Monitoring the recovery point objective through ILM

You can track ILM evaluation attributes to determine the recovery point objective (RPO) of the StorageGRID Webscale system as defined by the ILM policy. The RPO defines the maximum tolerable period in which data might be lost because of a site failure, a Storage Node failure, or both.

Before you begin

You must be signed in to the Grid Manager using a supported browser.

About this task

The StorageGRID Webscale system manages objects by applying the defined ILM policy. The ILM policy and associated ILM rules determine how many copies are made, how those copies are made, the appropriate placement, and the length of time each copy is retained.

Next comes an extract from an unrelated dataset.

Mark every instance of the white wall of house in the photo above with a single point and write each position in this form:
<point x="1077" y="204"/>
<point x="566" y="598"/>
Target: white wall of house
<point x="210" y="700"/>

ILM rules are processed asynchronously after specific operations such as ingest or delete. ILM processing classifies objects into four categories and operates simultaneously on all four categories to ensure fairness and prioritization:
  • Repair of replicated copies with only one copy remaining.
  • Awaiting - Background: excludes repair of replicated copies with only one copy remaining.
  • Awaiting - Client: includes new ingests and metadata updates; excludes deletions.
  • Deletions.

Ingest or other activity can exceed the rate at which the system can process ILM. When this scenario occurs, the system will begin to queue objects whose ILM can no longer be fulfilled in near real time. In the example shown, the chart of the Awaiting—Client indicates that the number of objects awaiting ILM evaluation temporarily increases in an unsustainable manner, then eventually decreases. Such a trend indicates that ILM was temporarily not fulfilled in near real time.

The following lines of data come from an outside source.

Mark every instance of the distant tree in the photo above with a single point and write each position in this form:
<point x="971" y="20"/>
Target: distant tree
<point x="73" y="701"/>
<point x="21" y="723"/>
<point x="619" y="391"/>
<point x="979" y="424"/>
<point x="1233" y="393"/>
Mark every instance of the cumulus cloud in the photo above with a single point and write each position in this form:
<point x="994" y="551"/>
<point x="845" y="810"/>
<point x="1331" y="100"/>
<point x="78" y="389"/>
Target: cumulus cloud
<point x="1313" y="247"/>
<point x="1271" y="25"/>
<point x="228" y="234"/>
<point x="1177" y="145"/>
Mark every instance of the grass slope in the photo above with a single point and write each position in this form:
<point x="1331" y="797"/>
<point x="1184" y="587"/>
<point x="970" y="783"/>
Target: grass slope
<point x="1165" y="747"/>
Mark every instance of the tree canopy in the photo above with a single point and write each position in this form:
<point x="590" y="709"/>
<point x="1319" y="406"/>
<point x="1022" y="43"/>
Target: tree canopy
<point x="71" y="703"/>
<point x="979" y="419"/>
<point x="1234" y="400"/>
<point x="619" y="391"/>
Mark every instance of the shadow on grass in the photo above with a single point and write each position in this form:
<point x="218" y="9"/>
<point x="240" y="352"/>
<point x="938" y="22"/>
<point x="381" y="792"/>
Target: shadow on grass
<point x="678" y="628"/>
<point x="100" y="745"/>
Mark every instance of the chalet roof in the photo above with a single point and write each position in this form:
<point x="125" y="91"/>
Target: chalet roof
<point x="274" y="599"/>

Awaiting - Client vs. Time chart

Steps

  1. Select Support > Grid Topology.
  2. Select deployment > Overview > Main.
  3. In the ILM Activity section, review the key attributes for ILM evaluations:
    Awaiting - All
    The total number of objects awaiting ILM evaluation.
    Awaiting - Client
    The total number of objects awaiting ILM evaluation from client operations (for example, ingest).
    Scan Rate
    The rate at which objects in the grid are scanned and queued for ILM.
    Scan Period - Estimated
    The estimated time to complete a full ILM scan of all objects.
    Note: A full scan does not guarantee that ILM has been applied to all objects.
    Awaiting - Evaluation Rate
    The current rate at which objects are evaluated against the ILM policy in the grid.
    Repairs Attempted
    The total number of object repair operations for replicated data that have been attempted. This count increments each time an LDR tries to repair a high-risk object.
    Note: The same object repair might increment again if replication failed after the repair.